Esclerodermia compromete órgãos

Opinião / 21/01/2019 - 07h00

A esclerodermia é uma doença reumática que acomete cerca de 150 mil brasileiros. Autoimune e rara, provoca o endurecimento da pele, tornando-a espessa, lisa e sem elasticidade, sendo dois tipos: a forma sistêmica (esclerose sistêmica) e a forma localizada (afeta apenas a pele). A sistêmica afeta a pele e os órgãos internos do organismo e o alerta fica por conta do fato de a causa ainda ser desconhecida.

A doença ocorre quando o sistema imunológico ataca e destrói tecidos saudáveis do corpo por engano. O principal sintoma é o fenômeno de Raynaud, com os dedos das mãos ou dos pés ficando brancos ou arroxeados em reação a baixas temperaturas. A pele fica espessada, com rigidez e endurecimento dos dedos, das mãos e do restante do corpo, podendo aparecer também manchas claras e escuras, dificuldade para engolir (especialmente alimentos sólidos) e outros sintomas, conforme o órgão acometido.

Quando acontece no rosto, é comum parecer que a pele foi esticada com a diminuição dos lábios e da boca e o afilamento do nariz. No caso do aparelho digestivo (esôfago, estômago e intestino), provoca refluxo gastroesofágico e dificuldade para engolir. A principal consequência no pulmão é o aparecimento de fibrose que leva a dispneia progressiva (falta de ar) e é uma manifestação potencialmente grave. Os rins e o coração também podem ser afetados.

As pessoas acometidas nascem com uma predisposição genética e a doença é desencadeada através de estímulos do ambiente, como temperatura baixa, estresse, exposição a produtos químicos e a toxinas resultantes de infecção por vírus e bactérias.

Não existe evidência científica de medidas preventivas para impedir o aparecimento do problema. Entretanto, uma vez feito o diagnóstico, há tratamentos e cuidados gerais para tentar limitar a progressão e melhorar a qualidade de vida. O diagnóstico deve ser feito pelo reumatologista com base em manifestações clínicas apresentadas e exames complementares que não só auxiliam na análise, mas também permitem avaliar o envolvimento dos órgãos internos.

Existe tratamento e as medidas variam conforme o órgão acometido. O procedimento controla a inflamação, alivia os sintomas e retarda a evolução da doença. Em alguns casos, são indicados os medicamentos anti-inflamatórios não esteroides (AINES), corticosteroides e imunossupressores para diminuir ou manter a atividade do sistema imunológico, como o metotrexato.

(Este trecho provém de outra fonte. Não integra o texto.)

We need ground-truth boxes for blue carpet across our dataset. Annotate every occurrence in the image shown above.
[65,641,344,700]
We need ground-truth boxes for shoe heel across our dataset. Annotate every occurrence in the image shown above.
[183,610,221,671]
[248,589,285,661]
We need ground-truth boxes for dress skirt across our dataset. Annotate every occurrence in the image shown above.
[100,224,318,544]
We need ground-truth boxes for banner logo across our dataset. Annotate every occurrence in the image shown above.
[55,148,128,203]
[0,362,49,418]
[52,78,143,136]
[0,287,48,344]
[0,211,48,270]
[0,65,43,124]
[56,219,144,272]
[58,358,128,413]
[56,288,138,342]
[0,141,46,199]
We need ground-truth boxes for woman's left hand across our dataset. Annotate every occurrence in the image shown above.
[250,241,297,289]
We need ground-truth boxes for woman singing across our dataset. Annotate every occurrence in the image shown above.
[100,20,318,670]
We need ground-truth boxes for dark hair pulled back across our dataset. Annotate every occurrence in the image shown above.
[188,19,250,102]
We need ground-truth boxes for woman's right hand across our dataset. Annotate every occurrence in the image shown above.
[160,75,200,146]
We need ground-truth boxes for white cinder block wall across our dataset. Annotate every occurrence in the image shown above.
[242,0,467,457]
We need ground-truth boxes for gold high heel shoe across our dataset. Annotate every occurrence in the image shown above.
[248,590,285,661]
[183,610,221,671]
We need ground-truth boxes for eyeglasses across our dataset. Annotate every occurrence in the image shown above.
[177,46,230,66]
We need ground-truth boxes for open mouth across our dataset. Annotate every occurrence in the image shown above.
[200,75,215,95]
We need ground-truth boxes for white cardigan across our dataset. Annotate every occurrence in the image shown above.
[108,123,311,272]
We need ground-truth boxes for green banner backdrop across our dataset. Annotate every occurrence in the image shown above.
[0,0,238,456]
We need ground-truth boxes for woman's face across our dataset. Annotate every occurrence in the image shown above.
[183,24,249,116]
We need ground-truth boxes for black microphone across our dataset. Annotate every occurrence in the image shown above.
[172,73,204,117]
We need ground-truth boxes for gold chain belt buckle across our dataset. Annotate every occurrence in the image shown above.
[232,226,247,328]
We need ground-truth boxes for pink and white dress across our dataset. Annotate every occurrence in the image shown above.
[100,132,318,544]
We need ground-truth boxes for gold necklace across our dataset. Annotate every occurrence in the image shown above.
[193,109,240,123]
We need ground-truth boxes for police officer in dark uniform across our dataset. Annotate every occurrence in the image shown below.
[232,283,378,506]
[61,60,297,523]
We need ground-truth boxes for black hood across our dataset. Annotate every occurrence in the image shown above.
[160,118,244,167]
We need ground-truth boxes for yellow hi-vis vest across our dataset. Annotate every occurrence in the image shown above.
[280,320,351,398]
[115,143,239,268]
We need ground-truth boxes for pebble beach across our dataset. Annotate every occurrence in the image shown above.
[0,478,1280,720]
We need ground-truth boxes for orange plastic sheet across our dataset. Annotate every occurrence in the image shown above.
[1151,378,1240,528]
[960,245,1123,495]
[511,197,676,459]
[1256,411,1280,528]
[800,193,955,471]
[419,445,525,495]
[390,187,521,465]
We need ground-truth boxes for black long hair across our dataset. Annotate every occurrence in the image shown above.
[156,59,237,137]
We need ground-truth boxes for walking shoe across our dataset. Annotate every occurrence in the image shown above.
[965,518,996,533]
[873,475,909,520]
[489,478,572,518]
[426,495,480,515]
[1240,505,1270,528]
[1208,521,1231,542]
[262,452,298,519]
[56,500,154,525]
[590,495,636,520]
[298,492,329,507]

O problema é mais comum em mulheres entre 40 e 50 anos e pode se tornar grave, especialmente devido ao acometimento de órgãos como rins e pulmões. O conhecimento precoce da doença e de suas possíveis complicações proporcionam uma melhoria no tratamento e na abordagem, evitando a evolução.

A doença não tem cura, sendo de característica crônica como a hipertensão arterial e o diabetes. O acompanhamento com o reumatologista permite controlar a condição e manter a qualidade de vida.